Our reader’s opening question was, “Why should I stay in a country that threatens my existence?” It is not a matter of what he SHOULD do, but what he COULD do. That is, he could remain and fight to make his country peaceful once again. This is the path of the Peaceful Warrior. But before he could change his country he would have to change himself.
You are ready to change society if you can say, understand, and practice this 26-hundred-year-old teaching of the Chinese sage, Lao Tzu:
“I find good people good And I find bad people good If I am good enough.”
That is, if you are good enough to find ‘bad’ people good, you are ready to reform society. You see, the proper way to destroy your enemies is to make them your friends. This path, however, is reserved for a few, exceptional individuals. It is for the likes of Nelson Mandela, Martin Luther King, Jr., and Mahatma Gandhi.
Our reader could also choose to emigrate. This is the path of the Adventurer. The world needs adventurers and warriors; both play equally important roles. Of course, other options are available as well. For instance, instead of playing the starring role of a Peaceful Warrior, he could play a supporting role, joining with others to bring about change.
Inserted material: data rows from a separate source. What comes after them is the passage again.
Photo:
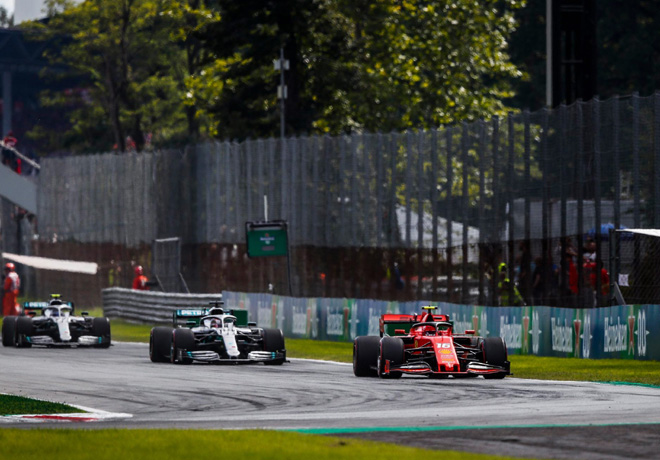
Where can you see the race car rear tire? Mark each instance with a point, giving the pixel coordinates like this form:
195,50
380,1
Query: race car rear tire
24,329
274,342
495,353
9,331
391,348
182,340
160,343
101,329
365,356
I also wish to point out to our reader that it is not an ‘either- or’ situation. That is, there are more choices for your family than EITHER emigrating OR remaining in South Africa. For example, PART of your family could emigrate while part stays behind. All options need to be discussed by all members of the family.
Ultimately, however, our reader should do what is best for him. I do not help my family by becoming weaker. Whenever I do what is best for me, it makes me and my family stronger. Of course, the same is true with every member of my family and our reader’s family.